Howard Gardner’s Theory of Multiple Intelligences (MI) fits the use of CSCL perfectly and the web 2.0 (wikis) in particularly.  Wikis are the perfect collaborative learning tool to ensure and monitors student participation, further each student can add to the project based on his/her MI.  For example, a student may have a high degree of spatial intelligence; this student would then find inserting video or pictures appealing.  However, another student may have a high degree of Logical-mathematical intelligence; this student would learn best from the collaborative environment the wiki provides. 

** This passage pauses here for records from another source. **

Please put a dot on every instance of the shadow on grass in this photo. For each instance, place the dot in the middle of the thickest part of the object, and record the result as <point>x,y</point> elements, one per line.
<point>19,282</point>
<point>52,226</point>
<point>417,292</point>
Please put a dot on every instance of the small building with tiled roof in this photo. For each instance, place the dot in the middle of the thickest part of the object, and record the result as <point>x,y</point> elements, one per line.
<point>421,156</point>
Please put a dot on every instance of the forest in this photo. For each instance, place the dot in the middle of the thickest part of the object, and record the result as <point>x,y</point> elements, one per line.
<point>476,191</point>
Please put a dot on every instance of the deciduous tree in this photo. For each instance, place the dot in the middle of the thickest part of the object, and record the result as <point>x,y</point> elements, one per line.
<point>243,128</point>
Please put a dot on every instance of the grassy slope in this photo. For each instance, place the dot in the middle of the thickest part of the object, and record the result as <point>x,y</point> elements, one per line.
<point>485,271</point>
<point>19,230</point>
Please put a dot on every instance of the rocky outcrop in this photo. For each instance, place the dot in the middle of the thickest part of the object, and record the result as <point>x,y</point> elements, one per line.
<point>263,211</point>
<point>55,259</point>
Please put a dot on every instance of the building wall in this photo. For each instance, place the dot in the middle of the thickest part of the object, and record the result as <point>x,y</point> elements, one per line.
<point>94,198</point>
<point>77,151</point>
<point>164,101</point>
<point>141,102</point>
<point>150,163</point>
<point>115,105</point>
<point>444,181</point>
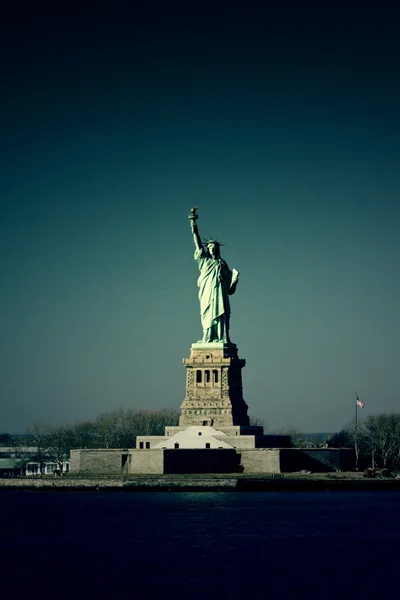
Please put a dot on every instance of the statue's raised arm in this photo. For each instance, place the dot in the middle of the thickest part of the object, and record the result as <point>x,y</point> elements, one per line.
<point>216,283</point>
<point>193,225</point>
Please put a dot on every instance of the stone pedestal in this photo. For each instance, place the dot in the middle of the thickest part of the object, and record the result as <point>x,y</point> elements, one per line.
<point>214,392</point>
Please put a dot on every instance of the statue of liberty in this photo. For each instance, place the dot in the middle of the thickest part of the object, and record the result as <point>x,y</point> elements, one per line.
<point>216,283</point>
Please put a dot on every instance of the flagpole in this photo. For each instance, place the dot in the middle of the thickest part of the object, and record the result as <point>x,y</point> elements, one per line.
<point>356,433</point>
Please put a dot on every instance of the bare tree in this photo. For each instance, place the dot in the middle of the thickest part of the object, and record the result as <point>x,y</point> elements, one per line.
<point>59,445</point>
<point>38,436</point>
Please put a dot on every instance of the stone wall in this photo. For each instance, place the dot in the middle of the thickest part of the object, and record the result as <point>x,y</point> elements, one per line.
<point>260,460</point>
<point>152,440</point>
<point>316,460</point>
<point>99,461</point>
<point>146,461</point>
<point>201,461</point>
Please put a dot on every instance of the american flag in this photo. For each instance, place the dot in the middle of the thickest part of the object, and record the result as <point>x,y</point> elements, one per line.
<point>358,402</point>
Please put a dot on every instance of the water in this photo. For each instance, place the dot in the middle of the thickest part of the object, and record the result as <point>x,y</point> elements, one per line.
<point>201,545</point>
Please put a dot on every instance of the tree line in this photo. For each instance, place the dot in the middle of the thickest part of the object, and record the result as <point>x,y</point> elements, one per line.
<point>116,429</point>
<point>376,440</point>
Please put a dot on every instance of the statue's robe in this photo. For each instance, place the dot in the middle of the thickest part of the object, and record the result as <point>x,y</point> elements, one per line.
<point>214,283</point>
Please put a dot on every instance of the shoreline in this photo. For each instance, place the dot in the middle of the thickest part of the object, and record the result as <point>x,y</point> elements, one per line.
<point>207,483</point>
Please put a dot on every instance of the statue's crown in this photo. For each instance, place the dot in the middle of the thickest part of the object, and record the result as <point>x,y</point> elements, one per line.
<point>212,241</point>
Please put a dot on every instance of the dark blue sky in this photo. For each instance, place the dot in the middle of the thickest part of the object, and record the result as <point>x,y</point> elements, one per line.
<point>283,129</point>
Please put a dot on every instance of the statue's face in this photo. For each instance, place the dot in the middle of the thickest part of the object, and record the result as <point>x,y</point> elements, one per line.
<point>213,250</point>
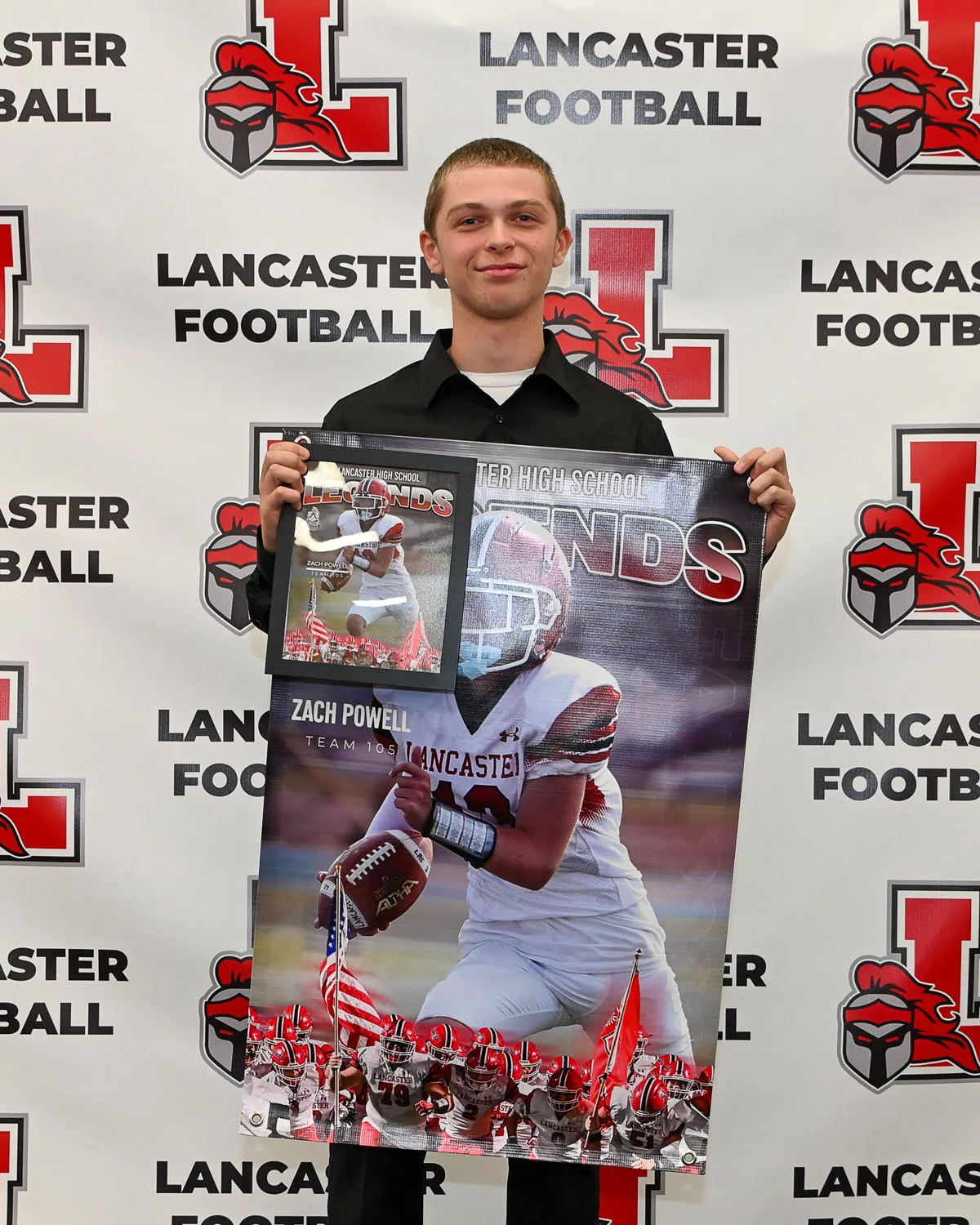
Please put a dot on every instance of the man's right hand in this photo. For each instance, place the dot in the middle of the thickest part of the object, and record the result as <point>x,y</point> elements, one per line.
<point>281,484</point>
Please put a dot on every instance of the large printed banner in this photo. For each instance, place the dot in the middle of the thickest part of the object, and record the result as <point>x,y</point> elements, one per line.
<point>774,217</point>
<point>609,627</point>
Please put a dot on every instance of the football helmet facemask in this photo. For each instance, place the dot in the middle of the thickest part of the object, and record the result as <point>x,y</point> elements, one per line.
<point>519,595</point>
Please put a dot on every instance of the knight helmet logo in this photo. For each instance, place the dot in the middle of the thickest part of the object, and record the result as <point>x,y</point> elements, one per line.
<point>41,368</point>
<point>913,1016</point>
<point>12,1164</point>
<point>915,563</point>
<point>612,323</point>
<point>41,820</point>
<point>915,109</point>
<point>274,98</point>
<point>228,560</point>
<point>225,1014</point>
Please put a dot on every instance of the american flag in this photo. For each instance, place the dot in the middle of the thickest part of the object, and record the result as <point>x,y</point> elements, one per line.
<point>318,632</point>
<point>357,1016</point>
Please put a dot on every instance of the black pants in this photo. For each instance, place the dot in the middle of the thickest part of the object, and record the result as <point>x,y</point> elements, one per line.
<point>377,1186</point>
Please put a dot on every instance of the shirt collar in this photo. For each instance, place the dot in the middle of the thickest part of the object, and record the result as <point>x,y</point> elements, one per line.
<point>438,367</point>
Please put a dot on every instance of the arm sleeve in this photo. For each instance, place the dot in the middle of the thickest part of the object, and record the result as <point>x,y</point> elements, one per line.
<point>259,588</point>
<point>580,740</point>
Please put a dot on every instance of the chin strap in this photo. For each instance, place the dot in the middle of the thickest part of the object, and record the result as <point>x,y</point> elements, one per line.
<point>465,835</point>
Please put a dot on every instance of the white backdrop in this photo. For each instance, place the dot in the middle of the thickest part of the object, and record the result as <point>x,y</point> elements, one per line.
<point>166,428</point>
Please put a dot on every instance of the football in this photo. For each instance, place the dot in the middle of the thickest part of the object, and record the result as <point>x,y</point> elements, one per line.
<point>336,576</point>
<point>382,876</point>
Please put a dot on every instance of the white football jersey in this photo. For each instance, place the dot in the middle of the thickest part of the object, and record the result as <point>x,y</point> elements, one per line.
<point>631,1134</point>
<point>472,1115</point>
<point>553,1129</point>
<point>394,1089</point>
<point>301,1098</point>
<point>391,532</point>
<point>555,718</point>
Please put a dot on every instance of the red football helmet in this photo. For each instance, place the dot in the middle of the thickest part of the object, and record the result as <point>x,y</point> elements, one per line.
<point>483,1066</point>
<point>281,1029</point>
<point>303,1022</point>
<point>565,1089</point>
<point>519,595</point>
<point>443,1044</point>
<point>370,500</point>
<point>680,1080</point>
<point>488,1036</point>
<point>399,1043</point>
<point>256,1036</point>
<point>561,1063</point>
<point>529,1058</point>
<point>648,1099</point>
<point>288,1061</point>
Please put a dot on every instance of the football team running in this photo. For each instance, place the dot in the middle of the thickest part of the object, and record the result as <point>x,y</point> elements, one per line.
<point>463,1092</point>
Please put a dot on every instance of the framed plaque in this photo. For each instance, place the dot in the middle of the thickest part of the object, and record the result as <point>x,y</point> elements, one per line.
<point>370,571</point>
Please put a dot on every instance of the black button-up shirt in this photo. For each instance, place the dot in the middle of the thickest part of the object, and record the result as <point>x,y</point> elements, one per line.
<point>556,406</point>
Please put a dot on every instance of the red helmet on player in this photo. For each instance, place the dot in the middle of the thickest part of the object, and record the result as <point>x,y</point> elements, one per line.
<point>529,1058</point>
<point>648,1099</point>
<point>256,1036</point>
<point>364,653</point>
<point>370,500</point>
<point>281,1029</point>
<point>484,1065</point>
<point>303,1022</point>
<point>399,1043</point>
<point>680,1080</point>
<point>288,1061</point>
<point>489,1036</point>
<point>443,1044</point>
<point>519,595</point>
<point>565,1089</point>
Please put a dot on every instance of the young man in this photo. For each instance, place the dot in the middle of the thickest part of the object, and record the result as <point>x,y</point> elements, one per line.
<point>546,884</point>
<point>495,228</point>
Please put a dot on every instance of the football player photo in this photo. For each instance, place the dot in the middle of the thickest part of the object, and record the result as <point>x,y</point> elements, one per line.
<point>372,580</point>
<point>505,904</point>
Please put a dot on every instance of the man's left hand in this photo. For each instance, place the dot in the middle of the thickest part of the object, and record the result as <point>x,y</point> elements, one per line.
<point>413,791</point>
<point>768,487</point>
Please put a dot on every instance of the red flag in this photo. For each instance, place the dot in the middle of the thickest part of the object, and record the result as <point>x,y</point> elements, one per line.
<point>617,1041</point>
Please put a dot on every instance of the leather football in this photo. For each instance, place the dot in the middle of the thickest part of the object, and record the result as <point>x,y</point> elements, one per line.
<point>382,876</point>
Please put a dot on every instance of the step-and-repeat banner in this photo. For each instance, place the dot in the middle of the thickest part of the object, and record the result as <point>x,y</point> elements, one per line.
<point>774,218</point>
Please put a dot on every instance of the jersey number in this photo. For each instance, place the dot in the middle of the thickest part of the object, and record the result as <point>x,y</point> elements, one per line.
<point>482,800</point>
<point>399,1093</point>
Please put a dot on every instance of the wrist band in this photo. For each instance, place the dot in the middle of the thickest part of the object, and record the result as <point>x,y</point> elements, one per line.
<point>460,832</point>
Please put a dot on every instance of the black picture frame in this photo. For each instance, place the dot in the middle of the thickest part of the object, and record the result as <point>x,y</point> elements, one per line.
<point>463,470</point>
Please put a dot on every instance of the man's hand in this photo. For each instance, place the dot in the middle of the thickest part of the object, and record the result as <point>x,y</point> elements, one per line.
<point>413,791</point>
<point>281,484</point>
<point>768,487</point>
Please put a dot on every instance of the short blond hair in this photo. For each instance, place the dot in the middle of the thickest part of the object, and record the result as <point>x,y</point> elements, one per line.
<point>492,151</point>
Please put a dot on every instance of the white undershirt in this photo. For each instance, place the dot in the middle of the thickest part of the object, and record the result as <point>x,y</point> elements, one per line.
<point>499,386</point>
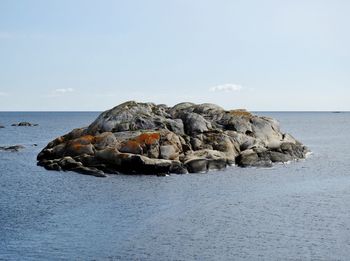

More importantly, students are familiar with blogs and wikis and as such accept the technology as logical extension of the educational environment.  “Results suggest that individual technology acceptance behavior is a function of their holistic experience with the technology and cognitive perceptions formed by rational assessments and these impacts are mediated by individuals’ attitude toward the technology” (Tan, 2007 Pg. iii).  Therefore the use of wikis enables the assignment to easily facilitate interactions between group members.  In this type of learning environment the talents of each student can be accommodated thus promoting active learning. Gardner (2000) makes the connection as well as warns educators “Clearly, a marriage of education and technology could be consummated, but it will only be a happy marriage if those charged with education remain clear on what they want to achieve…Otherwise, like other technologies, the new ones could end up spawning apathy, alienation or yet another phalanx of consumers” (p.35) 
Reference
Fu, H., Chu, S., & Kang, W. (2013). Affordances and constraints of a wiki for primary-school students' group projects. Journal of Educational Technology & Society, 16(4), 85-n/a. Retrieved from http://search.proquest.com/docview/1462203798?accountid=32521
Gardner, H. (2000) Can technology exploit our many ways of knowing? Retrieved from https://howardgardner01.files.wordpress.com/2012/06/can-technology-exploit-our-many-ways-of-knowing1.pdf  
Tan, W. (2007). An integrated view of cognitive absorption in a technology-mediated learning environment. (Order No. MR34783, Concordia University (Canada)). ProQuest Dissertations and Theses, 112-n/a. Retrieved from http://search.proquest.com/docview/304797056?accountid=32521
 West, J. A. & West, M. L. (2009). Using wikis for online collaboration: The power of the read-write web. San Francisco, CA: Jossey-Bass.